1.    Experience with open-ended project in the area of NLP, and practice with the associated decisions and ambiguities of such projects.

2.    Practice of oral and written communication skills.  

3.    Opportunity to learn and showcase engineering project skills.


Project Rules


1.    Projects must be done in groups of 2. You may select your own partner.   A Piazza ‘find project partner’ post has been set up to help you do this.  No groups of 3 or 1 will be allowed, unless necessary (integer-division-wise) one group of 3 or 1 will be permitted.

2.    The project topic is of your own choosing.  It must make use of neural-network-based Natural Language Processing, as taught in this course, and the training/fine-tuning, validation and testing of NLP-based neural-network system should form an important part of the project.  You have significant latitude in your choice of project topic, but it should most typically be an application of NLP. If you wish to do research on new methods for neural-net based NLP, you should have a longer conversation (at the uniqueness-approval stage) with the instructor.

3.    Novelty of the project:

a.    The project must be unique within the class - no two projects can be on the same topic, as determined by a ‘uniqueness approval’ step in the project.

b.    The project is not required to be novel/new in the world.  Indeed we suggest looking around the internet (see pointers below) to see the types of things others have done in courses like this.  However, you cannot copy code from another project and present it, or something like it, as your own, as that is plagiarism and is a violation of the UofT academic code of conduct.  We do encourage you to contemplate your own ideas first, before looking elsewhere, and to consider the set of projects that we are seeking from outside sources at the University and elsewhere.  Other parts of the novelty will come from your work to both collect and label data.
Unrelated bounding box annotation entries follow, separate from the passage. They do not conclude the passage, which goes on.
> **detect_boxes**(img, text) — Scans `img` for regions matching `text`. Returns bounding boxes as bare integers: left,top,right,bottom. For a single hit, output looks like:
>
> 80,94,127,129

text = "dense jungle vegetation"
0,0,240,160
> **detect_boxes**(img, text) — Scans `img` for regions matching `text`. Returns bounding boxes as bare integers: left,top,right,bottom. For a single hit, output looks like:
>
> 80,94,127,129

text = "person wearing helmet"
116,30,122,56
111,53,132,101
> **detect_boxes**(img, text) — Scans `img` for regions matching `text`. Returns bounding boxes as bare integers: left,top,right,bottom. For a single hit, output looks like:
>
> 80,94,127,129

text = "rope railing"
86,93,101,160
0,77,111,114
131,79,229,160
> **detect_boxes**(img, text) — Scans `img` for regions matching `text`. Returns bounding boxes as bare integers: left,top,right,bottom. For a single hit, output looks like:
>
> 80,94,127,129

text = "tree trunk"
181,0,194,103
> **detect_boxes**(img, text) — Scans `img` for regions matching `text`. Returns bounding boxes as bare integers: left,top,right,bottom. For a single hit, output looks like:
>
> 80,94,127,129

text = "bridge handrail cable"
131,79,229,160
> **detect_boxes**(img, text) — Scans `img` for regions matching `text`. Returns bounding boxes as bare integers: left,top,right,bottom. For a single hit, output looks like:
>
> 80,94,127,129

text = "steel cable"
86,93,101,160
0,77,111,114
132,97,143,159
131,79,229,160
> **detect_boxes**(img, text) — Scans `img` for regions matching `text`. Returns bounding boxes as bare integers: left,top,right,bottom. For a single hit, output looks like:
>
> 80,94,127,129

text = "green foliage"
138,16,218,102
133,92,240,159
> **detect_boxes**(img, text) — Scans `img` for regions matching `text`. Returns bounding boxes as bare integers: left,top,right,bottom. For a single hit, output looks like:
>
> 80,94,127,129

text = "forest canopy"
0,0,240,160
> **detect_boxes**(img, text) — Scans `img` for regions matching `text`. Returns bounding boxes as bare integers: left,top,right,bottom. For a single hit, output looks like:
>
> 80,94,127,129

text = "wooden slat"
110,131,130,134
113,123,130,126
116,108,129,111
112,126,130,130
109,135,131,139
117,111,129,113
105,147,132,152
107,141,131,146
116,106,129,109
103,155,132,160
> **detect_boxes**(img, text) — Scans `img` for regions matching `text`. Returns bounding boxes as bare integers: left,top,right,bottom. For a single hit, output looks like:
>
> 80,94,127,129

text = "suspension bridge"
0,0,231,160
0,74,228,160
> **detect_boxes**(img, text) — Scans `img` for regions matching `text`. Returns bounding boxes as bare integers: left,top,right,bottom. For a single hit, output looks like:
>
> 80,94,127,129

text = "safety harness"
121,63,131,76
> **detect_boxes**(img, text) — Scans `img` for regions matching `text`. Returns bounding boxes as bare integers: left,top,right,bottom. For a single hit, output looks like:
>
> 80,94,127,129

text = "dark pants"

4.    There should be some data collection and/or possibly labelling that makes up a meaningful part of the training process.  You will not be allowed to simply use someone else’s data set and run a few models on it.  This is a tricky requirement that may require discussion with the instructor because it can be also true that you can spend years collecting and labelling data, so a proper balance has to be set.  

5.    University of Toronto rules on plagiarism apply.  We are aware that there are many machine learning projects already posted on the internet, and these will be checked for plagiarism.

6.    All teams must use a specific GitHub Repository provided to them to store their source code throughout the term.  Note that the University does not claim any ownership of the software produced.